Bitsin de nasıl biterse bitsin diyordum kendi kendime... Neyse maça girdik. Hayatımda ilk kez bir Beşiktaş maçına, BJK'yi düşünmeden girdim ve çıktım. Yanlış anlaşılmasın Beşiktaş takımı çok saygı duydugum bir rakiptir ve benim için BJK maçları ayrı bir önem arzeder. BJK'ye bir kere küfür etmeden maçtan çıkılır mı be kardeşim : ) Hatta edenleri ya da etmeye çalışanları da çevremizdeki insanlar engelledi bakın işinize diye düşünün milletteki kafayı...

Maçı hiç konuşmayacagım zira özellikle son 20 dakika sadece yere baktım, sigara içtim ve radyo ile maçı dinleyen Fatih Abinin tepkilerini çözmeye çalıştım.

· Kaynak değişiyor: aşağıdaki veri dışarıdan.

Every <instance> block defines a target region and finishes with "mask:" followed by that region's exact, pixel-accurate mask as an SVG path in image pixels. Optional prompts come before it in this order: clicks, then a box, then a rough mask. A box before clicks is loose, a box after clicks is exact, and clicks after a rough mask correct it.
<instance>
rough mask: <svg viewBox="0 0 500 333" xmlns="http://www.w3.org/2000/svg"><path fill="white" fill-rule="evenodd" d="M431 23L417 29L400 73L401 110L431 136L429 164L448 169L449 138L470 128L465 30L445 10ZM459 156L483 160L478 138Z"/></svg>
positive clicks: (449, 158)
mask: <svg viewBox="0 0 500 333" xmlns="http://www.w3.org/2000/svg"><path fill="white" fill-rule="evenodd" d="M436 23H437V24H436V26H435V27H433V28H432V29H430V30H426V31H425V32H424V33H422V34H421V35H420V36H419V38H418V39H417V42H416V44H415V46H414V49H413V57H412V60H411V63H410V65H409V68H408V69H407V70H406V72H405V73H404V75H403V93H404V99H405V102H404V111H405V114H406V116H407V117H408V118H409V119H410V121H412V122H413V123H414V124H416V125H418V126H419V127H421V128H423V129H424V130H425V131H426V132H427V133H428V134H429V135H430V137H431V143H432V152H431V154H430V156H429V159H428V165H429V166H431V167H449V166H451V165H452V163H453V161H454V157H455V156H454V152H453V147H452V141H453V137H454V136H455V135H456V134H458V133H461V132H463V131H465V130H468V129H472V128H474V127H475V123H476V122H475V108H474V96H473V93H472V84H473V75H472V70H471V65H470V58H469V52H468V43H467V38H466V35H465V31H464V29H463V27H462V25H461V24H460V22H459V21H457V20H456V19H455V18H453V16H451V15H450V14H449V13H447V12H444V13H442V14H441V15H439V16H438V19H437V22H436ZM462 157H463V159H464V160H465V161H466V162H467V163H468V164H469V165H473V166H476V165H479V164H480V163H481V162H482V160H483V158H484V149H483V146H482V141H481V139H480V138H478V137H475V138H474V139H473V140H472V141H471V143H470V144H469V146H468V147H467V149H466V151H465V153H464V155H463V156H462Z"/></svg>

Fatih abi de yüce insanmış FB yönetiminin yapamadığını : ) bireysel larak yaptı 2 liralık radyo ile hehe.

İlk yarı bitti, ellerim titriyor. Maratonun aşağısına indim bir baktım insanlar ciddi ciddi namaz kılıyorlar. Hatta Uygar allah aşkına sen de kıl baskılarına tutulup az kalsın bilmeden hiçbirşey ben de kılacaktım : ) Ama insanların yüzündeki o heyecan... Allahım unutamayacagım. Istanbul,da maç 1-1 sen 2-0 öndesin ve önünde 45 dakika var. Biri iki kelime ettimi gözlerim doluyor, kelimeler düğümleniyor. Ne garip bir hastalıktır bu ya.

Ve sonrasında bitmeyen bir 45 dakika. Beşiktaş gol atmış haberim bile olmadı... O stresden tezahurat bile yapmadım diye hatırlıyorum. Dakikalar geçmiyordu. Son 5 uzatmalara geldiğimizde tek hatırladığım Fatih abi allah aşkına birşey söyle diyerek ağladığım. Sonrasında herkes kutlamaya başladı ama Fatih Abi daha bitmedi derken geçmeyen o saniyeler. Sonrasında onun gözyaşları ile gelen anlatılmaz his.

Birşekilde sahaya attım kendimi (bu arada kız arkadaşım da stadyumda ama onu da unuttum o ayrı) aval aval bakıyorum. Ama inanın boş boş salak salak. Çevremdeki herkes (Uğuru hatırlıyorum ilk) deli dana gibi sahada zıplıyor ve çimleri öpüyor. Ama herkes çocuk gibi ya, yerlere yatıyor filan. Ben de yere attım kendimi büyük bir heyecan ile çimleri koparmaya başladım. Ama öyle bir hırs var ki sanki çimler bir yere kaçıyor.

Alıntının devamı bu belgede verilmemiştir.